Segundo os especialistas responsáveis pelo levantamento, os números podem ser ainda maiores. Isso ocorre porque parte das vítimas não conta a ninguém sobre as situações de violência. Durante a pesquisa, mais de 40% dos casos relatados não haviam sido revelados anteriormente.
Entre os principais motivos apontados para o silêncio está a falta de informação sobre onde buscar ajuda ou a quem recorrer.
Redes sociais concentram maioria dos casos
As redes sociais e aplicativos de comunicação concentram cerca de 60% das violações registradas no levantamento. Entre as plataformas citadas estão Facebook, Instagram, Snapchat, TikTok e WhatsApp.
Os jogos online também aparecem entre os ambientes de risco. Cerca de 14% dos casos ocorreram durante atividades em jogos digitais. O relatório destaca que essas plataformas podem facilitar a aproximação entre usuários e a exploração da confiança das vítimas.

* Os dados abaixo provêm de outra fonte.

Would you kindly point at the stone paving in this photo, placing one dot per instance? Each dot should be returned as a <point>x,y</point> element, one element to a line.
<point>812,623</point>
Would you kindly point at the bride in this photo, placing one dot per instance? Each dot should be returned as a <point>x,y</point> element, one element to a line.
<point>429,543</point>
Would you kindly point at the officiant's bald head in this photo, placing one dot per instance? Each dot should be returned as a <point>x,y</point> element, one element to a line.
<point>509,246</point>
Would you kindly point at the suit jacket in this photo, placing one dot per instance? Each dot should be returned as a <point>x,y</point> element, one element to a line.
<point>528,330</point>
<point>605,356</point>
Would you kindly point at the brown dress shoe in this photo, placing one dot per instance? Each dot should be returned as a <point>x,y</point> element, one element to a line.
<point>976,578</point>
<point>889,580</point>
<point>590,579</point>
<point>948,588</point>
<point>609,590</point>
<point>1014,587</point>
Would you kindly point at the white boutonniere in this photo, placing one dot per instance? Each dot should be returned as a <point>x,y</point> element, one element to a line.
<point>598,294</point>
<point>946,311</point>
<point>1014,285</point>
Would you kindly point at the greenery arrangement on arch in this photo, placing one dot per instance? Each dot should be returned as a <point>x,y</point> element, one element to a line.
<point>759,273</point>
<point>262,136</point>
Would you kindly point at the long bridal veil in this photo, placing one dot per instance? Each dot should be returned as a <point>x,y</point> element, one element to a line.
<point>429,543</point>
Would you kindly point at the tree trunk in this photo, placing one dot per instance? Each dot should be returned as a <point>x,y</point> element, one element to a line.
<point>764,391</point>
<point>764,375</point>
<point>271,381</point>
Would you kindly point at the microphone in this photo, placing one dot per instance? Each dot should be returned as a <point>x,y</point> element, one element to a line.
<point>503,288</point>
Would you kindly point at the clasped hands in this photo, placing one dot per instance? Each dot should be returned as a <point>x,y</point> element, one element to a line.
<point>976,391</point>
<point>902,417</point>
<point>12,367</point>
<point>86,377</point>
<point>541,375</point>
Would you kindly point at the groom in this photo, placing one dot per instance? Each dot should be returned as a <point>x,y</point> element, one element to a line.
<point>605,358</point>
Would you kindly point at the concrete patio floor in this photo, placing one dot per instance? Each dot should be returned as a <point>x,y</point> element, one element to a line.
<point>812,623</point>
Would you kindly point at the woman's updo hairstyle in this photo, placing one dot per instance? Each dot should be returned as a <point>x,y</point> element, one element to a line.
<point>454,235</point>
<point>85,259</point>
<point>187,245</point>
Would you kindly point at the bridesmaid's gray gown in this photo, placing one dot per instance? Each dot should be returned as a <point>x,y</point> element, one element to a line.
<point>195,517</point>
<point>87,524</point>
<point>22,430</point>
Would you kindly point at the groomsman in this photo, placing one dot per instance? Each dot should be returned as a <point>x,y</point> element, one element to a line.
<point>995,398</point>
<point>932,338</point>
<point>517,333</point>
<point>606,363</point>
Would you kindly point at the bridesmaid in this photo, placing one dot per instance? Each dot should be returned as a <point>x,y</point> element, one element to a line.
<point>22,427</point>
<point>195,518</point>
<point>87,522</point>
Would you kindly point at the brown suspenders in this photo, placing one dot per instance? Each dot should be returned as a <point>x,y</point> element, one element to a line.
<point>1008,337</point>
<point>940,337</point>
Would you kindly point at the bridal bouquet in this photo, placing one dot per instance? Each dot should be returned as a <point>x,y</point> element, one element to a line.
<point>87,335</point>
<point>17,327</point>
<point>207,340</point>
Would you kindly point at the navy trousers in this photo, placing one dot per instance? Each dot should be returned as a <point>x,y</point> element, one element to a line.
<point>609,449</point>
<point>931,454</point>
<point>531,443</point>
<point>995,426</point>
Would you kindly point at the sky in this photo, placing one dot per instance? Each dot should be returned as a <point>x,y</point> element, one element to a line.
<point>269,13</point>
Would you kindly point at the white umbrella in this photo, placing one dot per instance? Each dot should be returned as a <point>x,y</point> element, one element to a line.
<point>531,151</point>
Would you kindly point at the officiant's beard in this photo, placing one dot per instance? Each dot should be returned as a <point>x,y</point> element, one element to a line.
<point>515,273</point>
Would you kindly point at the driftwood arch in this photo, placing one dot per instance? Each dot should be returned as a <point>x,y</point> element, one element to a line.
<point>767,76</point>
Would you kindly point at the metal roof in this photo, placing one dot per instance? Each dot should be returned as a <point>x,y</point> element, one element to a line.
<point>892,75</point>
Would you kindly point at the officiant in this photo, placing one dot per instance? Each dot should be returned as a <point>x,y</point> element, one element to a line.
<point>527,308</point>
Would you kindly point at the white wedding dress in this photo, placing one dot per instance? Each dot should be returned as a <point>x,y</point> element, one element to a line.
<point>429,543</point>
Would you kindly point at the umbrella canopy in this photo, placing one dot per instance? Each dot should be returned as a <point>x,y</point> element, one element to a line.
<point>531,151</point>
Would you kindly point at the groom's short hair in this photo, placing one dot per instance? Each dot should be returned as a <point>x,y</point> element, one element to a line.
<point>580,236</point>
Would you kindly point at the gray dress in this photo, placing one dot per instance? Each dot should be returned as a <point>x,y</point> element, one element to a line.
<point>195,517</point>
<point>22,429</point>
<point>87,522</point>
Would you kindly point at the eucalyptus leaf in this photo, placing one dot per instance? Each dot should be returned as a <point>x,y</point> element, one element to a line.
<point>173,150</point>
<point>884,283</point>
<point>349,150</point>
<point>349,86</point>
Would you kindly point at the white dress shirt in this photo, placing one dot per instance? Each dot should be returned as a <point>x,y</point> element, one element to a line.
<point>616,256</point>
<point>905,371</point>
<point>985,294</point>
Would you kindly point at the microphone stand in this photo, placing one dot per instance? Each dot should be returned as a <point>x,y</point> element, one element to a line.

Outro dado chama atenção: 57% dos casos relatados envolviam alguém que já fazia parte do convívio da criança ou do adolescente. Nesse grupo estão familiares, conhecidos, amigos e parceiros.
Por outro lado, 38% das vítimas conheceram o agressor pela primeira vez na internet. Para o Unicef, o uso de contas falsas e o contato por mensagens privadas pode facilitar esse tipo de violência.
“Essas experiências causam profundo desgaste emocional e mental. Muitas crianças sofrem em silêncio, sem saber ao certo onde procurar ajuda. Nós não podemos ignorar isso”, afirmou Catherine Russell, diretora-executiva do Unicef.
Coerção e chantagem
O relatório foi elaborado a partir das respostas de 21 mil crianças e adolescentes entre 12 e 17 anos, entrevistados em 21 países entre 2020 e 2025.
As entrevistas mostraram que os agressores utilizam diferentes estratégias para conseguir controlar as vítimas. Além de oferecer presentes, dinheiro e atenção, eles também recorrem à coerção e à chantagem.
Uma adolescente brasileira relatou que foi ameaçada pelo agressor. Ele disse que enviaria à mãe dela mensagens trocadas anteriormente caso ela não encaminhasse uma nova foto.
Outra entrevistada contou que passou anos procurando imagens suas na internet para verificar se alguma delas, inclusive montagens, estava sendo compartilhada sem autorização.
No Brasil, 19% dos entrevistados relataram ter sido vítimas desse tipo de violência, o equivalente a quase 3 milhões de crianças e adolescentes. Menos de 1% dos casos foram denunciados, segundo o levantamento.
No país, a internet esteve relacionada a 55,5% dos casos, enquanto a escola apareceu em 24,5%. Entre os canais digitais considerados mais associados às ocorrências estão aplicativos de mensagens e redes sociais, com 66,5%.